Work across Python, NodeJS, and React-based applications, ensuring model services integrate smoothly with internal APIs and UIs.
Requirements:
5+ years in software engineering, with a strong emphasis on cloud-native development and deployment practices.
Expert-level knowledge of Python, particularly for backend service development and data/ML tooling.
Hands-on experience with AWS services including ECS, Lambda, API Gateway, IAM, and CloudWatch.
Proficiency with infrastructure-as-code using Terraform, with a clear understanding of secure and cost-aware AWS architectures.
Strong experience in Docker and container orchestration patterns.
Familiarity with MLOps principles such as model versioning, inference APIs, logging, and data pipeline integration Competence in supporting full-stack applications and APIs, including services written in FastAPI (Python), Node.js and frontends in React.
Ability to work independently in a fast-moving environment, with strong collaboration and problem-solving skills.
Preferred Qualifications:
Experience deploying and maintaining machine learning models in production, including containerized inference APIs and event-driven serving with ECS or Lambda.
Familiarity with model packaging and serving workflows using tools like MLflow, BentoML, or by building custom inference APIs with FastAPI or Flask.
Hands-on experience working with Large Language Models (LLMs), including prompt design, API integration (e.g., OpenAI, Claude, or Cohere), and optimizing inference latency and token usage.
Strong understanding of logging, monitoring, and observability practices for ML-powered services (e.g., using CloudWatch, New Relic, or Prometheus).
Comfortable working across languages and stacks (Python, Node.js, React), particularly where backend ML services support user-facing applications.
Familiarity with vector stores (e.g., Pinecone, FAISS) and retrieval-augmented generation (RAG) patterns is a plus — bonus if you’ve worked on more advanced AI capabilities like multi-agent orchestration, memory-enabled chains, or MCP-like architectures.
AWS certifications or prior experience in high-compliance, production-scale AWS environments.
We will consider for employment all qualified applicants who meet the inherent requirements for the position.

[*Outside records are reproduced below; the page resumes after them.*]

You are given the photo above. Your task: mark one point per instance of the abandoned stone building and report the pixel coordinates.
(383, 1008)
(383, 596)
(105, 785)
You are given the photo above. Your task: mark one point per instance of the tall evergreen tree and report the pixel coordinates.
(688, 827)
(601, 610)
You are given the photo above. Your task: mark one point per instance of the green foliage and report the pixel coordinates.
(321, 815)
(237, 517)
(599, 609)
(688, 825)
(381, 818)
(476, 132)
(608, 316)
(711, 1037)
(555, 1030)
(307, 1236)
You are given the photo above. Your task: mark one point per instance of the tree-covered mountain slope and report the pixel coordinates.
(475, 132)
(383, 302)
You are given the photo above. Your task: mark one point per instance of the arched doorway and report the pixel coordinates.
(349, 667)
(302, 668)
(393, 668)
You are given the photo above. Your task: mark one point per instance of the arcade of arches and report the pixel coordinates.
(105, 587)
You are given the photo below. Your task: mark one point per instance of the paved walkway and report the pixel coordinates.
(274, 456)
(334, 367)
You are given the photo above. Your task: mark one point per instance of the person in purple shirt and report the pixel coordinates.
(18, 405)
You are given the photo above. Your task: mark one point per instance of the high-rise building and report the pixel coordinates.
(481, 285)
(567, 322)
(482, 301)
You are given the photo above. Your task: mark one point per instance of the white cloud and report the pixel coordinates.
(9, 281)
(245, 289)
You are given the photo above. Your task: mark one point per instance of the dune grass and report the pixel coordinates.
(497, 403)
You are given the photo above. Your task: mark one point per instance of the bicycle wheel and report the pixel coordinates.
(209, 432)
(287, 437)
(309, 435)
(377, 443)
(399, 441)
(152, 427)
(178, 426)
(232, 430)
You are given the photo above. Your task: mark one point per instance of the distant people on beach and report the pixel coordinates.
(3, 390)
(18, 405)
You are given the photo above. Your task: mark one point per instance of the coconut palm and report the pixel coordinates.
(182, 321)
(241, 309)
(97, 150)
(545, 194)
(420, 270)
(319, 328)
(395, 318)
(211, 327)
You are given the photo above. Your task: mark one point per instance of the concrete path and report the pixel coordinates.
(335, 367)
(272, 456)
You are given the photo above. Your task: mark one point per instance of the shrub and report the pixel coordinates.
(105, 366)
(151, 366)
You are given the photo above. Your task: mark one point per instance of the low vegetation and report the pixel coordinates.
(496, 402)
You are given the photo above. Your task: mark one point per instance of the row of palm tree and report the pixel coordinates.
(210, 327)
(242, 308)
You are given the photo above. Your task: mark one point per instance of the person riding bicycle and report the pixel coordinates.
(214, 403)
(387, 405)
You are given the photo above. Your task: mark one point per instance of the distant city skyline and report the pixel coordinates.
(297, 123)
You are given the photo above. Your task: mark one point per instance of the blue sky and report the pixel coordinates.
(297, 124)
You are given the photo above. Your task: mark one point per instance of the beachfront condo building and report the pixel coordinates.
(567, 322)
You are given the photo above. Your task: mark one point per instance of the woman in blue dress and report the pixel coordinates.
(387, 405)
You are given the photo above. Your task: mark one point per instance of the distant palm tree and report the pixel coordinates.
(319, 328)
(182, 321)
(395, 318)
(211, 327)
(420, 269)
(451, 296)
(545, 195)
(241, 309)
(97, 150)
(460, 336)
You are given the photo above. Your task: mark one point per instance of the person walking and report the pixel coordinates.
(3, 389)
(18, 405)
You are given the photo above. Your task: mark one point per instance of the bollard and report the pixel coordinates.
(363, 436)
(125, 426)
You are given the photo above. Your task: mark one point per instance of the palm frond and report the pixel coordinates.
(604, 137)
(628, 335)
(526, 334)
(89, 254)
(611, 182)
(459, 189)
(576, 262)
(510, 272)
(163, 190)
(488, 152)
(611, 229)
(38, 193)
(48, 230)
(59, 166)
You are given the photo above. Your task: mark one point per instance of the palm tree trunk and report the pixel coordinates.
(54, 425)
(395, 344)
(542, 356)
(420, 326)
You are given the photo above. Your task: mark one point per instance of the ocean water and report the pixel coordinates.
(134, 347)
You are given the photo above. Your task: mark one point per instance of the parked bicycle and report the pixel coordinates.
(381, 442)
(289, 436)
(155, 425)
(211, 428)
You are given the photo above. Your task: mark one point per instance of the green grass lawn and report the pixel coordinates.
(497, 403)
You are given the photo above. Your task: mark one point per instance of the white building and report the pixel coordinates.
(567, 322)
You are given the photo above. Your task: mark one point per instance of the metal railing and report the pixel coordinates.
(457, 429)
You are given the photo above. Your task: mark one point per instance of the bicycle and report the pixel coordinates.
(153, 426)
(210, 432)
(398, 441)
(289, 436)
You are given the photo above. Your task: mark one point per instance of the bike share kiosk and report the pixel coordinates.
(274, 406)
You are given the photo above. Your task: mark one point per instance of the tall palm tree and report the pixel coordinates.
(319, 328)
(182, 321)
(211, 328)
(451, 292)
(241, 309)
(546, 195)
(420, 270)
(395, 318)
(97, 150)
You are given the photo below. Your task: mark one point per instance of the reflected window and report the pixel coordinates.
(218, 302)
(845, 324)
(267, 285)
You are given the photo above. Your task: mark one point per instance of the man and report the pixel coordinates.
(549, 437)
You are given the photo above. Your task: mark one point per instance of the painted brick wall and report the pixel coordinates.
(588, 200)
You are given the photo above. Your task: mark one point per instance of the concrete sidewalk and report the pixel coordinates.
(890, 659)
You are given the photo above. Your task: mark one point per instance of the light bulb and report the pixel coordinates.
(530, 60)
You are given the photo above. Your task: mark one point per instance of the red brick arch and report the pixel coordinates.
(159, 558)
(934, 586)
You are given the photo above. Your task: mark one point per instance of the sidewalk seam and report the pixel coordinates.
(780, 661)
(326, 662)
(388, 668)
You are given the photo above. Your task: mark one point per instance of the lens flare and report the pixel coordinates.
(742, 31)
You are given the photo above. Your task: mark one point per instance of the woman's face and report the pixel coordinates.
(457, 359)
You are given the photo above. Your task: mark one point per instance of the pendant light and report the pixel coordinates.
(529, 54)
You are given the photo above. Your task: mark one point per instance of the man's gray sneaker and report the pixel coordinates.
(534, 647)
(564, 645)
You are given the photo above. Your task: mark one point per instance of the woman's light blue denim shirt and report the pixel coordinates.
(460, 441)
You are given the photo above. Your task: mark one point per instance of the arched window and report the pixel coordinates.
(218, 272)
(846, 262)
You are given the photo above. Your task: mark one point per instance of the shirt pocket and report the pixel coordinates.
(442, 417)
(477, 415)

Please note that background checks are required, and this may include criminal record checks.
The annual gross base salary range for this position is $159,200 $199,000 plus variable compensation.
We will consider for employment all qualified applicants, including those with arrest records, conviction records, or other criminal histories, in a manner consistent with the requirements of any applicable state and local laws, including the City of Los Angeles’ Fair Chance Initiative for Hiring Ordinance, the San Francisco Fair Chance Ordinance, and the New York City Fair Chance Act.